Updated: Nov 11, 2020
Posted on April 23, 2017
Can cell leases reduce property value? Cell site contracts may reduce property value by limiting a property owner’s ability to manage, develop, finance or sell their proper assets. Unlike most other landlord – tenant relationships, a telecom lease falls under the Canadian Telecom Act which takes precedence over local and provincial regulations. This can have unseen consequences to the value of properties. Most property owners expect to have the rights to develop, finance, subdivide and sell their property. Each of these areas can be challenging enough to owners. What they may not expect are further restrictions from their cell antenna leases requiring them to get approvals from their tenants to improve the value of their property assets. This can reduce property value.
Telecom carriers prefer to secure their property interests using a Statutory Right of Way (SROW) which can be a major encumbrance which “flows with the land”, can put the tenant in a superior tenant position and can be difficult to remove. It may affect the owner’s ability to access, develop, finance and sell the property without the telecom carrier’s permission. Obtaining that permission may cause delays and lost opportunities. If it hinders the telecoms operations to the end of the lease ( often 20+ years) it may not be given. This could provide reduced property value and significant losses for property owners. Sub-leases and licenses can similarly reduce property value and control for owners. Once a telecom carrier has access to a site, the Telecom Act may allow independent access to the property by other telecom operators via subleasing or licensing. can make it difficult for an owner to restrict restrict use of the site by other telecom carriers. Those Tenants of the original carrier may then use the property and such use may restrict the owner’s options further.
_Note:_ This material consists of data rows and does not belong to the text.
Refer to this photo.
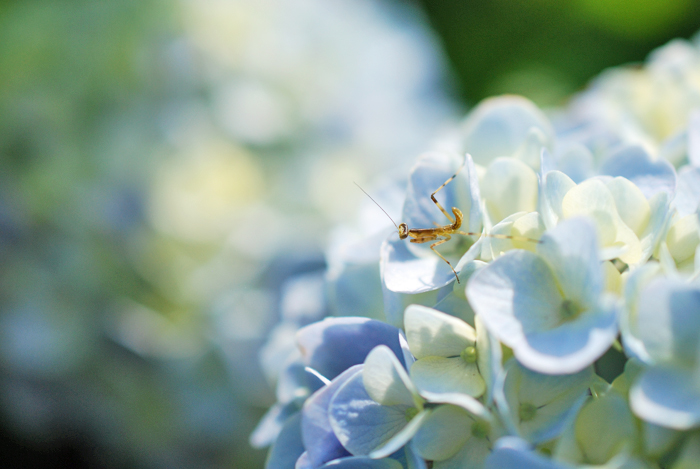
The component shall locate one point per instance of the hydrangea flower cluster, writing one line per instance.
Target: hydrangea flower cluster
(572, 249)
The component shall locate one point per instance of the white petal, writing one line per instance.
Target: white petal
(447, 375)
(432, 333)
(385, 380)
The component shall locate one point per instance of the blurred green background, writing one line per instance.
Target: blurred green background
(152, 187)
(547, 49)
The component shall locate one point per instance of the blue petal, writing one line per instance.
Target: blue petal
(335, 344)
(667, 397)
(668, 321)
(571, 249)
(635, 164)
(557, 399)
(360, 424)
(694, 138)
(288, 447)
(518, 299)
(576, 162)
(353, 279)
(429, 173)
(572, 346)
(395, 303)
(319, 440)
(355, 462)
(403, 272)
(498, 126)
(272, 423)
(513, 453)
(688, 193)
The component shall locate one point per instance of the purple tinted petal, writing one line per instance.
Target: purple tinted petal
(333, 345)
(635, 164)
(361, 424)
(319, 440)
(288, 446)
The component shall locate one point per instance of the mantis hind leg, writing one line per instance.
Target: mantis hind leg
(432, 196)
(446, 238)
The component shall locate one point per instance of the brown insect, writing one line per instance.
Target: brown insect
(441, 233)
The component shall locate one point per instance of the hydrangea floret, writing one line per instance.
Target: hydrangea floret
(572, 337)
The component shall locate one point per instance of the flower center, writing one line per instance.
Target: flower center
(481, 429)
(527, 411)
(469, 354)
(410, 413)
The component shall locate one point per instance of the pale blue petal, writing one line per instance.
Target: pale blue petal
(498, 126)
(395, 303)
(447, 375)
(573, 345)
(432, 333)
(555, 186)
(514, 295)
(443, 433)
(694, 138)
(557, 399)
(508, 186)
(530, 151)
(514, 453)
(455, 302)
(319, 440)
(475, 216)
(333, 345)
(489, 357)
(414, 460)
(272, 423)
(668, 322)
(403, 272)
(355, 462)
(519, 302)
(361, 424)
(688, 191)
(576, 162)
(571, 249)
(667, 397)
(468, 403)
(429, 173)
(472, 456)
(355, 286)
(304, 462)
(635, 164)
(658, 224)
(547, 163)
(385, 379)
(400, 439)
(493, 247)
(288, 447)
(636, 282)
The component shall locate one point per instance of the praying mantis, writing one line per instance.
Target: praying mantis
(441, 233)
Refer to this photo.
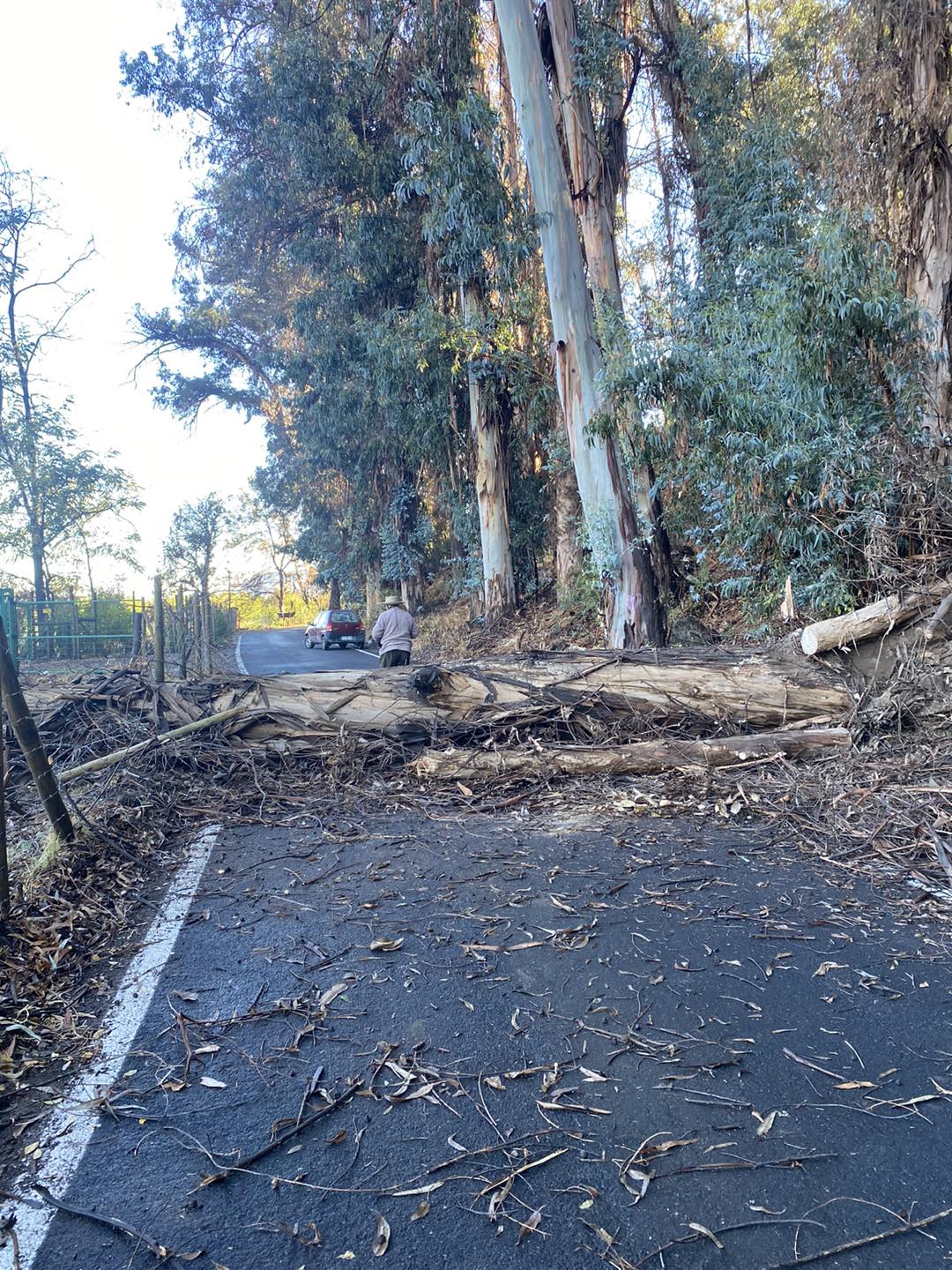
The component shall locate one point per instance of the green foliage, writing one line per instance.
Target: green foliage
(197, 528)
(787, 375)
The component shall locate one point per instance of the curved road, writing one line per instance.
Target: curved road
(282, 652)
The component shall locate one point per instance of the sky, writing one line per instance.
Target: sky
(118, 175)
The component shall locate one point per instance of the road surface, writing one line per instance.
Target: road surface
(472, 1015)
(282, 652)
(594, 1039)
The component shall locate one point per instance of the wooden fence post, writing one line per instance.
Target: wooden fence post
(26, 735)
(159, 632)
(136, 632)
(183, 630)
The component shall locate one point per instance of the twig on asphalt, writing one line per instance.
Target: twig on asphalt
(8, 1227)
(113, 1223)
(490, 1149)
(861, 1244)
(306, 1122)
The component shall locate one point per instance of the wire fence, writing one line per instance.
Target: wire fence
(108, 626)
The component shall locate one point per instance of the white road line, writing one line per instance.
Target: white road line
(70, 1128)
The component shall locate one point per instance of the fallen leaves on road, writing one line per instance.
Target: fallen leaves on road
(381, 1240)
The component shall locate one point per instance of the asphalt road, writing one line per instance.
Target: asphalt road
(537, 1045)
(282, 652)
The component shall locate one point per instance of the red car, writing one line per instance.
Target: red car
(340, 626)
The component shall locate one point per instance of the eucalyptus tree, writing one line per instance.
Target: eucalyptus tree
(785, 367)
(300, 112)
(894, 98)
(450, 164)
(631, 606)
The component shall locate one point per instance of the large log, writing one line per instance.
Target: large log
(645, 757)
(876, 619)
(940, 625)
(587, 695)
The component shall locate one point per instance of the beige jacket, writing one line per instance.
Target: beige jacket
(395, 629)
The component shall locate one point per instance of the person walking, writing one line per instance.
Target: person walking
(395, 630)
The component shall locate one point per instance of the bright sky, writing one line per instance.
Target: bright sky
(118, 175)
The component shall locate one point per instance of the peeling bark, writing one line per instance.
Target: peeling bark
(498, 577)
(629, 594)
(594, 185)
(568, 519)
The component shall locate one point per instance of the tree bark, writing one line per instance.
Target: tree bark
(498, 577)
(922, 118)
(876, 619)
(26, 735)
(643, 757)
(566, 514)
(629, 594)
(596, 188)
(374, 589)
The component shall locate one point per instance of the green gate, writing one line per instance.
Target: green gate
(8, 611)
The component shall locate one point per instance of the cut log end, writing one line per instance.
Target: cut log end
(809, 641)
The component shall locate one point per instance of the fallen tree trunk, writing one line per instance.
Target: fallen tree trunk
(646, 757)
(97, 765)
(571, 698)
(874, 619)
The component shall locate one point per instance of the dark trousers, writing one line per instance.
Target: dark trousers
(395, 657)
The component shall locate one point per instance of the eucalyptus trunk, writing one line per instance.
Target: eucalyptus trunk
(631, 606)
(596, 187)
(498, 577)
(375, 580)
(568, 519)
(926, 199)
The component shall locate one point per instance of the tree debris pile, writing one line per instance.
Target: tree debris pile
(602, 700)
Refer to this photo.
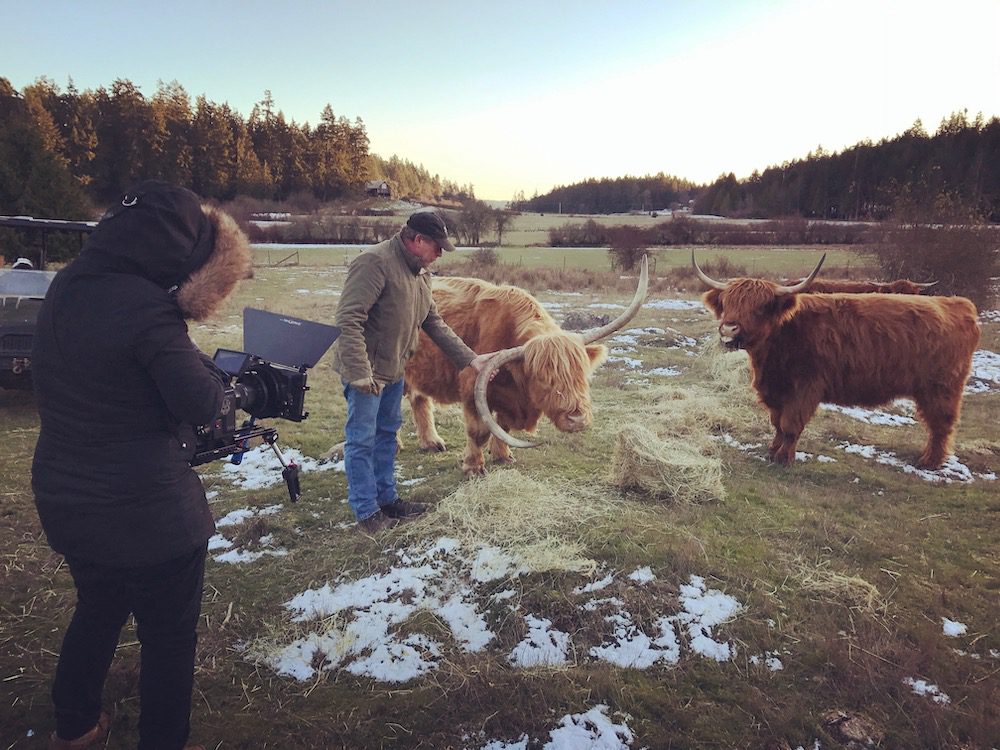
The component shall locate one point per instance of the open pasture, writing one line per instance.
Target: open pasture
(763, 261)
(651, 582)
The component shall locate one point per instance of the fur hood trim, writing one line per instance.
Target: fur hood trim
(207, 288)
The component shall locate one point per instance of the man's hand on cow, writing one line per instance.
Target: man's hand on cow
(480, 361)
(367, 385)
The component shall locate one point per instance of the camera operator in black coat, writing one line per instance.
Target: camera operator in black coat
(119, 386)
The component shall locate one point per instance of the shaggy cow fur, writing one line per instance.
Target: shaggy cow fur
(831, 286)
(552, 379)
(853, 350)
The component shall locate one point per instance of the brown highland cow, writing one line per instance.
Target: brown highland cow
(847, 349)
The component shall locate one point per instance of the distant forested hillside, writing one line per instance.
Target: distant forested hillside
(613, 195)
(959, 164)
(60, 150)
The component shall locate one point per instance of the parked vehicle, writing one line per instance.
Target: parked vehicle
(22, 290)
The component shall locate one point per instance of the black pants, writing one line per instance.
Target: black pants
(166, 602)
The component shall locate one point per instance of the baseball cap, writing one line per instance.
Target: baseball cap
(431, 225)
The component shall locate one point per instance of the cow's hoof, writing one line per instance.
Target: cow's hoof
(932, 463)
(336, 453)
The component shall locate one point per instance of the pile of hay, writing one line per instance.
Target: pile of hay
(822, 580)
(670, 468)
(538, 523)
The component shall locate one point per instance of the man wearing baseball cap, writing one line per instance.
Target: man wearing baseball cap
(385, 304)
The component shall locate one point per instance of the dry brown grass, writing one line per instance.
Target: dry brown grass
(537, 523)
(664, 468)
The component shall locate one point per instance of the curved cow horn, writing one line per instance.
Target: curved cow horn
(705, 278)
(804, 283)
(482, 380)
(589, 337)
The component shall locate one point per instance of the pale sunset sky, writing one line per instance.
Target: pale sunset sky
(523, 96)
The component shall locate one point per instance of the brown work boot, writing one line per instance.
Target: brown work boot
(91, 739)
(376, 524)
(403, 510)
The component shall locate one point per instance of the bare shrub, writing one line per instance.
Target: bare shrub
(627, 247)
(485, 256)
(947, 243)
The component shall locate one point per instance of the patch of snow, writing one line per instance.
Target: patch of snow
(954, 629)
(642, 575)
(922, 687)
(595, 585)
(542, 646)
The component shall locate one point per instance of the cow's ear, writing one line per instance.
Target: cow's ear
(713, 301)
(597, 354)
(785, 304)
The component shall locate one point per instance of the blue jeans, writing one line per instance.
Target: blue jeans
(370, 448)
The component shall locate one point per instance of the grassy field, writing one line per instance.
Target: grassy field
(670, 591)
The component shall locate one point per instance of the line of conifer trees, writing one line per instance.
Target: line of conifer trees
(960, 163)
(62, 150)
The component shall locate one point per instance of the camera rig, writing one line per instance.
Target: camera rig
(263, 383)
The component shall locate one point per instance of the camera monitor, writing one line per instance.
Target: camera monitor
(231, 362)
(289, 341)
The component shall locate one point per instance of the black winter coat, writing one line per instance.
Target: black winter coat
(119, 385)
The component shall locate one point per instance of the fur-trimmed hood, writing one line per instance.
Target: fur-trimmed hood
(165, 234)
(200, 295)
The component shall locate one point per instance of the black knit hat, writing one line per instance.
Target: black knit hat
(430, 224)
(161, 228)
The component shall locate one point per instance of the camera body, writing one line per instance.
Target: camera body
(260, 388)
(260, 384)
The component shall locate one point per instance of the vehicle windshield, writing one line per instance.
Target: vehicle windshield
(24, 283)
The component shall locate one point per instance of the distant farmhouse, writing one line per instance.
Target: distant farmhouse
(378, 188)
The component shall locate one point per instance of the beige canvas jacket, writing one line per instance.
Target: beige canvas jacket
(386, 301)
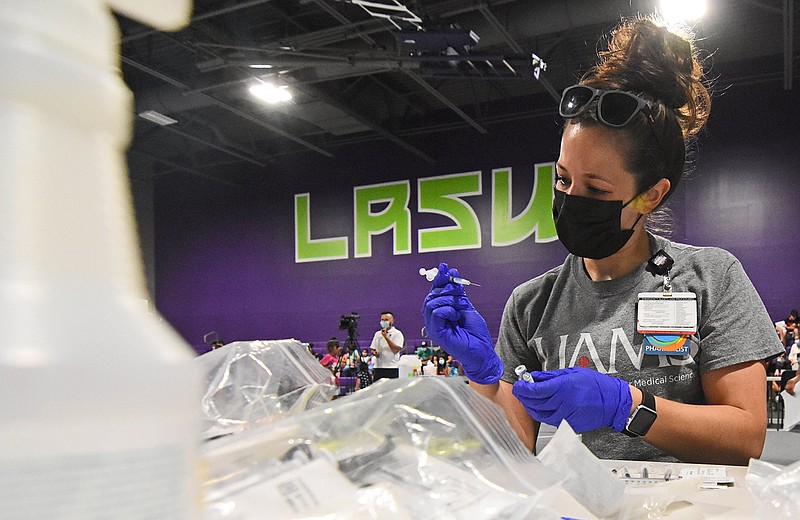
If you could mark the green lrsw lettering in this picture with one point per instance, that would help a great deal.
(536, 218)
(395, 216)
(442, 195)
(307, 249)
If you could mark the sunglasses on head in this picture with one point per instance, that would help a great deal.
(615, 108)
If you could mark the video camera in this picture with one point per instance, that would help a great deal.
(349, 323)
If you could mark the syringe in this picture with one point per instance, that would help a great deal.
(522, 373)
(431, 273)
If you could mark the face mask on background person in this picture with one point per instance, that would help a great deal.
(590, 228)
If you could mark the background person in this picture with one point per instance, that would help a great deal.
(623, 152)
(386, 346)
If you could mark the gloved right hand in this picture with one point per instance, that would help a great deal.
(452, 321)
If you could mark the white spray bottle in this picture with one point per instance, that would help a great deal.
(99, 401)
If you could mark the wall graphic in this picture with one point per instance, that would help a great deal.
(383, 208)
(312, 239)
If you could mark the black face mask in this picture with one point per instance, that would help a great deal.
(590, 228)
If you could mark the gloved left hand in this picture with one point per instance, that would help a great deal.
(452, 321)
(587, 399)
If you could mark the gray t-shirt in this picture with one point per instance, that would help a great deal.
(563, 319)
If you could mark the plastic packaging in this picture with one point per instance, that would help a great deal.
(401, 448)
(98, 399)
(774, 488)
(249, 383)
(584, 476)
(409, 366)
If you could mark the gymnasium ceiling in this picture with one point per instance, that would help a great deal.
(390, 70)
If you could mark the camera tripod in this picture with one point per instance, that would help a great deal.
(350, 344)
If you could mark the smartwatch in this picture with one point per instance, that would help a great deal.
(643, 417)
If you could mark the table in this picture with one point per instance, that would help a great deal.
(729, 503)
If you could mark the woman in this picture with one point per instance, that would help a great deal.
(623, 152)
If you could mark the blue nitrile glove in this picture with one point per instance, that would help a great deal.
(587, 399)
(452, 321)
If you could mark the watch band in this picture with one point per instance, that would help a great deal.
(648, 400)
(643, 417)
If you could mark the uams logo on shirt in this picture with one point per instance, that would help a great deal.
(583, 350)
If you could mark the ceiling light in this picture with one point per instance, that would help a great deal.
(682, 10)
(270, 93)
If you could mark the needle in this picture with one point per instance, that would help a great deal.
(431, 273)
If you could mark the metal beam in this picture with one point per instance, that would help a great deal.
(226, 106)
(204, 16)
(223, 149)
(182, 168)
(318, 94)
(788, 42)
(438, 95)
(495, 23)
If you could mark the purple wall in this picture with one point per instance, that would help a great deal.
(225, 258)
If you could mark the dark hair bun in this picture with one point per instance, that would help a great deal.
(646, 58)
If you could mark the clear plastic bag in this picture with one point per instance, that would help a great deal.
(421, 447)
(774, 488)
(257, 382)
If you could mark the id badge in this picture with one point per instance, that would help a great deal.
(666, 345)
(659, 313)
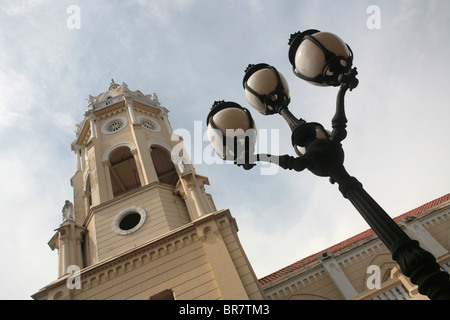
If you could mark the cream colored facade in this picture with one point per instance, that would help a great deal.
(361, 268)
(141, 225)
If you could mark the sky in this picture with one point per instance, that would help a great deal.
(54, 54)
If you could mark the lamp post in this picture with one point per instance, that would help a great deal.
(322, 59)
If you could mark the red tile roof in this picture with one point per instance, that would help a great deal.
(341, 245)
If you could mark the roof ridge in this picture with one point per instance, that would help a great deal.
(347, 242)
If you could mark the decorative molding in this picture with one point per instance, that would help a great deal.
(106, 154)
(116, 222)
(114, 125)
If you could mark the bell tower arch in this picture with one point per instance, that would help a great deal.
(141, 222)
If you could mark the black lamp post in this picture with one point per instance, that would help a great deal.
(322, 59)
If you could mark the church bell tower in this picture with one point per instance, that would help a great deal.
(140, 225)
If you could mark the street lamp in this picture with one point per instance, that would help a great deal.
(323, 59)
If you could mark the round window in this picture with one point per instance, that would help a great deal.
(129, 220)
(114, 125)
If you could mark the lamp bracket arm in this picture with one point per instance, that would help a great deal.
(348, 81)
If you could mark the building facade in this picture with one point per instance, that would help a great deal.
(141, 225)
(361, 268)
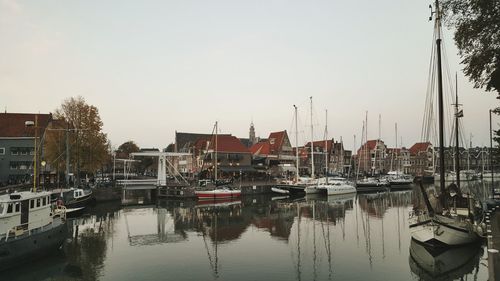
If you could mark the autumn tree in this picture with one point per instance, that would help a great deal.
(477, 36)
(126, 148)
(87, 144)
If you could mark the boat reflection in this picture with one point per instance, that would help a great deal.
(444, 264)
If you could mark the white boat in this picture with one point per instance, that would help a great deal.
(218, 193)
(338, 187)
(30, 227)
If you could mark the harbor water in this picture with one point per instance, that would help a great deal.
(348, 237)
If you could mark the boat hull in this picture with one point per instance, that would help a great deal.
(217, 194)
(292, 189)
(16, 251)
(441, 231)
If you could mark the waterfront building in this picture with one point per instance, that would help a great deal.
(371, 157)
(275, 154)
(17, 145)
(398, 159)
(232, 156)
(421, 158)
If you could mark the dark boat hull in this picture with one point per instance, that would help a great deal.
(24, 249)
(292, 189)
(81, 202)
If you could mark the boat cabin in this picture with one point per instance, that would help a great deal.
(24, 211)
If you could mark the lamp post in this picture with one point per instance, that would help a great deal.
(35, 158)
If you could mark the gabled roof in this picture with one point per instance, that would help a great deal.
(13, 124)
(419, 147)
(276, 140)
(368, 146)
(321, 144)
(260, 148)
(229, 144)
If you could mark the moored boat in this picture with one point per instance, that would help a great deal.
(218, 193)
(30, 227)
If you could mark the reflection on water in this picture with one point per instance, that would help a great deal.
(444, 264)
(350, 237)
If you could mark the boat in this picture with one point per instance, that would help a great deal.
(30, 227)
(399, 180)
(338, 187)
(372, 185)
(447, 227)
(444, 264)
(298, 186)
(217, 192)
(73, 198)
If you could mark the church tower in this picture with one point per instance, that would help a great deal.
(252, 135)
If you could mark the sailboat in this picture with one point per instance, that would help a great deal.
(296, 187)
(218, 192)
(445, 228)
(333, 186)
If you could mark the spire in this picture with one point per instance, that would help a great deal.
(251, 136)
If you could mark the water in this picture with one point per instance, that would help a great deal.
(357, 237)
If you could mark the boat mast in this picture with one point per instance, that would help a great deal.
(35, 176)
(457, 147)
(440, 106)
(216, 160)
(326, 145)
(296, 146)
(312, 144)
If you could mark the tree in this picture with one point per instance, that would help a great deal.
(88, 145)
(477, 36)
(126, 148)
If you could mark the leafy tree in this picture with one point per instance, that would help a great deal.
(88, 145)
(126, 148)
(477, 36)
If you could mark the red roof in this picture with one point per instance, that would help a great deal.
(229, 144)
(13, 124)
(321, 144)
(369, 145)
(260, 148)
(419, 147)
(276, 140)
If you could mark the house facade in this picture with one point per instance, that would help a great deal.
(17, 145)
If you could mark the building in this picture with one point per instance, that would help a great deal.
(371, 157)
(275, 153)
(232, 156)
(17, 145)
(421, 158)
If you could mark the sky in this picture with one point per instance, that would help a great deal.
(156, 67)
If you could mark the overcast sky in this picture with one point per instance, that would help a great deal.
(154, 67)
Typically, telecom carriers include the right to sublease or license the site to other telecom carriers and collect the rent.
Defining the telecom site area can also create problems. Frequently with a tower site, the lease will define a fenced “site” but encumber the entire land parcel and access roads – not just the tower and shed footprint. Similarly, for building rooftops, the entire roof, access roads, paths, interior equipment rooms and exterior equipment shelters can be encumbered. To re-finance, develop, subdivide or sell the property, the owner may need the permission of the telecom carrier. As properties grow in value, buyers and developers may avoid properties with telecom encumbrances which can last decades. This can cost property owners opportunities and reduce property value.
Antenna Management Corp. has also seen recent cabling expansions into residential and commercial buildings by telecom carriers to provide high speed internet access for tenants. Included in these agreements are the same restrictions allowing telecom carriers to add antennas on buildings, limiting the owner’s future options and property values. Some cell agreements also add a “Right of First Refusal” on the sale or leasing of the property, further limiting the owner’s options. It is prudent for property owners to get a professional site audit before entering into an antenna lease, telecom or cabling agreements. For those owners that have a cell agreement in place, concerted attention and immediate assessment in light of owners future plans for the property should be taken. There are planning options for most owners. Property worth millions can avoid restrictions that reduce property value and last 20+ years.